## 

## Introduction to riscv-uconn

The programming assignments (PAs) will make use of *riscv-uconn*, a RISC-V simulator developed by UConn's *Computer Architecture Group (CAG)*. Each PA will provide incomplete simulator code and a detailed description of the functionality that must be implemented, as well as the expected deliverables to be submitted through HuskyCT.

## 1 Instruction Set Architecture

## 1.1 Memory

riscv-uconn memory is partitioned into instructions and data, and its total size is limited to 16,384 addresses. A word (4 bytes, or 32-bits) is stored at each memory address, leading to a total memory capacity of 65,538 bytes. The machine only supports word addressable memory[] array.

Instructions reside in the first 256 locations of memory, starting from address 0. Each instruction is one word. A total of 256 instructions (1,024 bytes) can be stored in memory. Each instruction word is read from right to left.
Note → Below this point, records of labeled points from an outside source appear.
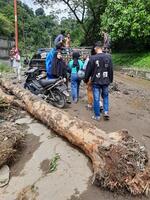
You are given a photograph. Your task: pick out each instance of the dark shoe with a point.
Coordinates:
(96, 118)
(106, 116)
(101, 108)
(89, 107)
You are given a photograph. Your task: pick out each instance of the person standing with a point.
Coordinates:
(100, 70)
(68, 43)
(60, 38)
(106, 42)
(75, 65)
(49, 59)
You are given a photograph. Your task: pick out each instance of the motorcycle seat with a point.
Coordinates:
(45, 82)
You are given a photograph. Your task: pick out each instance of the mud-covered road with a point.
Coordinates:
(30, 175)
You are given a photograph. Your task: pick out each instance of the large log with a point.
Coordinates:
(119, 162)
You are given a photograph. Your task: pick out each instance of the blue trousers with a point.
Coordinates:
(75, 83)
(100, 90)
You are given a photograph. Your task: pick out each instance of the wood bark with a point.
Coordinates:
(119, 162)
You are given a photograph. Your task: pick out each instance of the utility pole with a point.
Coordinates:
(16, 24)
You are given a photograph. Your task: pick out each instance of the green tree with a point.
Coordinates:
(39, 12)
(86, 12)
(128, 20)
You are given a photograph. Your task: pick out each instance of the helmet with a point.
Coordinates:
(81, 74)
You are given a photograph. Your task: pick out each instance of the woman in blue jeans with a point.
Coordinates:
(75, 64)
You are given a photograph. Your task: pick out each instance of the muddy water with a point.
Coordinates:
(32, 180)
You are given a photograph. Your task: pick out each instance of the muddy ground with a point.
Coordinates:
(30, 175)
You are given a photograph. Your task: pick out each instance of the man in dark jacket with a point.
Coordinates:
(100, 70)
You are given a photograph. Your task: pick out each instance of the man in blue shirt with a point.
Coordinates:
(49, 59)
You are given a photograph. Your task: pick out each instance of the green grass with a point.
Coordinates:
(4, 68)
(133, 60)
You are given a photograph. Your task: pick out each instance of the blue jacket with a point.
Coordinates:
(49, 59)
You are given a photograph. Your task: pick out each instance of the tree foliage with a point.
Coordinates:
(86, 12)
(128, 20)
(39, 12)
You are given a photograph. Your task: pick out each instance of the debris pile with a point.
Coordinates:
(124, 167)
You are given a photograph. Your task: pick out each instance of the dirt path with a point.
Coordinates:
(129, 109)
(30, 175)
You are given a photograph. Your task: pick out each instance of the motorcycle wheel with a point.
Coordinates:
(26, 86)
(60, 99)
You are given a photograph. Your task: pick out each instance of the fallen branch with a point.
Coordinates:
(119, 162)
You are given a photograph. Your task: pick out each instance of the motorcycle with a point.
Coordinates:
(53, 91)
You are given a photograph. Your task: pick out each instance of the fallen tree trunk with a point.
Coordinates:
(119, 162)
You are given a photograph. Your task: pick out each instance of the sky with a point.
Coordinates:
(60, 6)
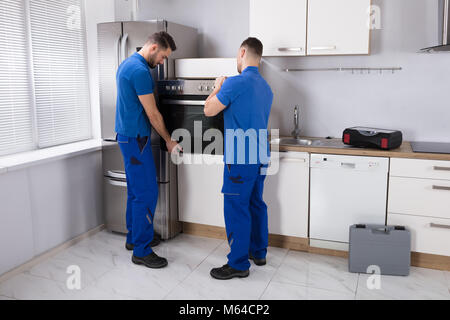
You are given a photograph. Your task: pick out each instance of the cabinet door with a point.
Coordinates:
(281, 26)
(287, 194)
(199, 192)
(338, 27)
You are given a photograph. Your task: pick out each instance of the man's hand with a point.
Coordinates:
(219, 82)
(173, 147)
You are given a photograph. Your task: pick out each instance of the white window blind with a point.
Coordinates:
(16, 130)
(60, 71)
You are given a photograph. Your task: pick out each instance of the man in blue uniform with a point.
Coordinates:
(246, 101)
(136, 113)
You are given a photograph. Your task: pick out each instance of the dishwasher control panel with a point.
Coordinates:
(327, 161)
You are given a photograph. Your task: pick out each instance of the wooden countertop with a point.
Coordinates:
(404, 151)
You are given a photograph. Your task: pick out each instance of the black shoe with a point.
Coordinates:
(226, 272)
(156, 241)
(151, 261)
(258, 262)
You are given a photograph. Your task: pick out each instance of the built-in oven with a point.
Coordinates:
(181, 103)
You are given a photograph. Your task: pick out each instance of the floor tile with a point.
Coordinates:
(200, 285)
(108, 273)
(420, 284)
(318, 271)
(57, 269)
(27, 287)
(283, 291)
(184, 253)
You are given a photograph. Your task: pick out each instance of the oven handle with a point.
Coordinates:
(185, 102)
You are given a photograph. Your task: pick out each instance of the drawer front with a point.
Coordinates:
(422, 197)
(428, 235)
(428, 169)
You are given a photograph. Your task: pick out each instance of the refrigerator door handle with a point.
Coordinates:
(124, 47)
(117, 183)
(116, 174)
(117, 51)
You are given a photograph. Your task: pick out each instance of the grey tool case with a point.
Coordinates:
(386, 247)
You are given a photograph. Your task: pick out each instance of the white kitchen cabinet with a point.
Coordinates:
(199, 191)
(338, 27)
(16, 223)
(428, 234)
(345, 190)
(281, 26)
(419, 199)
(286, 194)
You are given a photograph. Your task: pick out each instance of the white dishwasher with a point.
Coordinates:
(345, 190)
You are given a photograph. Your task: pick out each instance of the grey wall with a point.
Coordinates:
(414, 100)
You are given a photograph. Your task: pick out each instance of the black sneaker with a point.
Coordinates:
(156, 241)
(151, 261)
(226, 272)
(258, 262)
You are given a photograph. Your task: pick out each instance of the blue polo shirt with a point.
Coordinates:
(248, 99)
(133, 79)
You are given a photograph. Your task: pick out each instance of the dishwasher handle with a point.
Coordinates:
(349, 165)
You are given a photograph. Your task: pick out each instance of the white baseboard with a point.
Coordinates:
(332, 245)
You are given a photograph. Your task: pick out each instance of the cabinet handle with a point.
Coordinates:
(440, 226)
(293, 159)
(441, 168)
(324, 48)
(441, 188)
(291, 49)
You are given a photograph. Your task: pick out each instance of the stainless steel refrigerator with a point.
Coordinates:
(116, 42)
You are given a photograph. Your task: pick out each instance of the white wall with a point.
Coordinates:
(96, 11)
(414, 100)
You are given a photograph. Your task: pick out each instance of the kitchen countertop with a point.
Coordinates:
(404, 151)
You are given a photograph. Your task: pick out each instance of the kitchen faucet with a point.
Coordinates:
(296, 132)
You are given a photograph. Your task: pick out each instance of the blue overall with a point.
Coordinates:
(248, 100)
(133, 136)
(142, 188)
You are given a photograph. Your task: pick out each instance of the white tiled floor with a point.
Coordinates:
(107, 273)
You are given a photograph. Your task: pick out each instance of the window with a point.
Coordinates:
(44, 93)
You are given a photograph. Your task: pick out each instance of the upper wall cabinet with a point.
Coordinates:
(280, 25)
(338, 27)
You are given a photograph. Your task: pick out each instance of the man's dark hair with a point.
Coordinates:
(163, 40)
(254, 45)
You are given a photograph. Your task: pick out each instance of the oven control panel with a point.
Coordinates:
(185, 87)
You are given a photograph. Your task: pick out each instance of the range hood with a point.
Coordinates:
(444, 23)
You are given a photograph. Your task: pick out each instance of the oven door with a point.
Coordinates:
(187, 112)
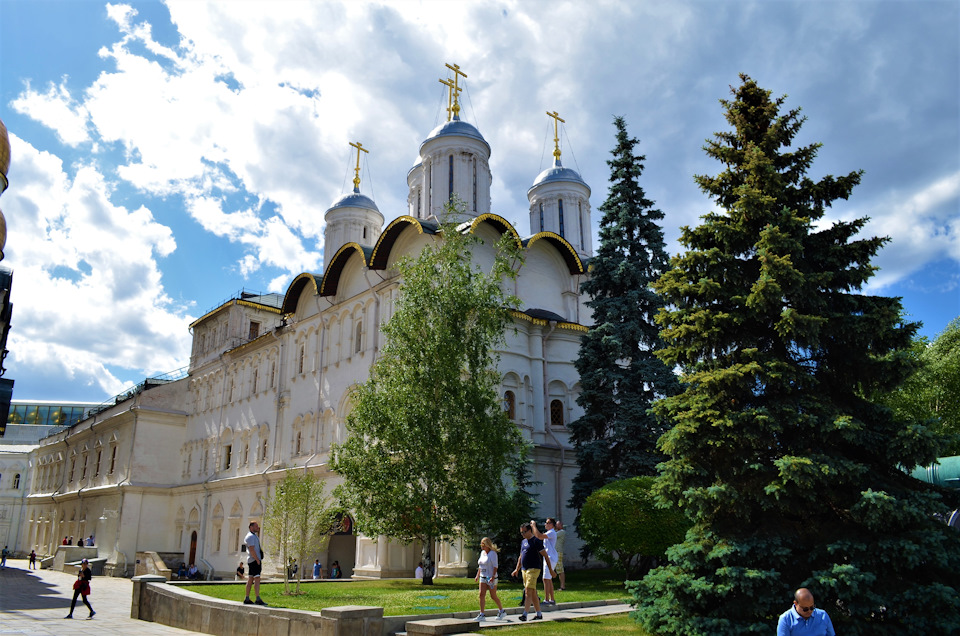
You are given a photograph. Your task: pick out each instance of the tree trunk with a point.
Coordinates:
(427, 561)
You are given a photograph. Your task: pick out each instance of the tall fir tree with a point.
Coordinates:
(791, 476)
(620, 376)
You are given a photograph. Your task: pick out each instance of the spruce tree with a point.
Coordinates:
(791, 476)
(620, 377)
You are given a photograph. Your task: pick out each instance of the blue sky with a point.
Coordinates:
(166, 155)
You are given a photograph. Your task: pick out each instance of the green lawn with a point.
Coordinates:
(409, 596)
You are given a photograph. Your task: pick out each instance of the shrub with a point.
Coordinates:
(624, 526)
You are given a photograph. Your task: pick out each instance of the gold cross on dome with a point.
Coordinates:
(356, 171)
(456, 88)
(451, 87)
(556, 137)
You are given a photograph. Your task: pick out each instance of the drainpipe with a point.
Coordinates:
(204, 513)
(546, 420)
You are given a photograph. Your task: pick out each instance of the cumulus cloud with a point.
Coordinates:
(87, 271)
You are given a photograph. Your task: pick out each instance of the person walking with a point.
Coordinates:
(81, 587)
(558, 565)
(549, 539)
(254, 563)
(531, 553)
(487, 566)
(804, 617)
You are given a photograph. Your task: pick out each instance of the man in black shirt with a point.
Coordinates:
(532, 556)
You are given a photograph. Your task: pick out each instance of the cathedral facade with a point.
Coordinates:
(179, 466)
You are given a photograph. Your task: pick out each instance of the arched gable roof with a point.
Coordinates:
(567, 252)
(498, 222)
(390, 234)
(331, 277)
(296, 288)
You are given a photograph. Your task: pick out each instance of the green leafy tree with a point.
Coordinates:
(299, 519)
(428, 441)
(620, 375)
(932, 394)
(791, 476)
(627, 527)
Data resides in addresses 256 through 16,383. Each address contains a single word of data.

## 1.2 Program Counter

The machine's program counter register (pc) initially points at address 0, and addresses the first instruction word (4 bytes). The next instruction word is at address 4, and so on and so forth. The index into the memory[] array is always computed by dividing pc by 4. For example, if the pc is 32, the index containing the corresponding instruction word is calculated as 32/4 = 8. Instructions increment the program counter by calling advance\_pc() function. However, control flow instructions (BNE, BEQ, BLT, BGE, JAL, and JALR), may modify the next program counter to a non-sequential instruction address. Make sure to pay special attention to where control-flow instructions resolve.

### 1.3 Registers

The machine implements a RISC-V ISA with 32 registers, where each register is 32-bits (or one word). These ISA registers are stored in the registers[] array, as shown in Table 1.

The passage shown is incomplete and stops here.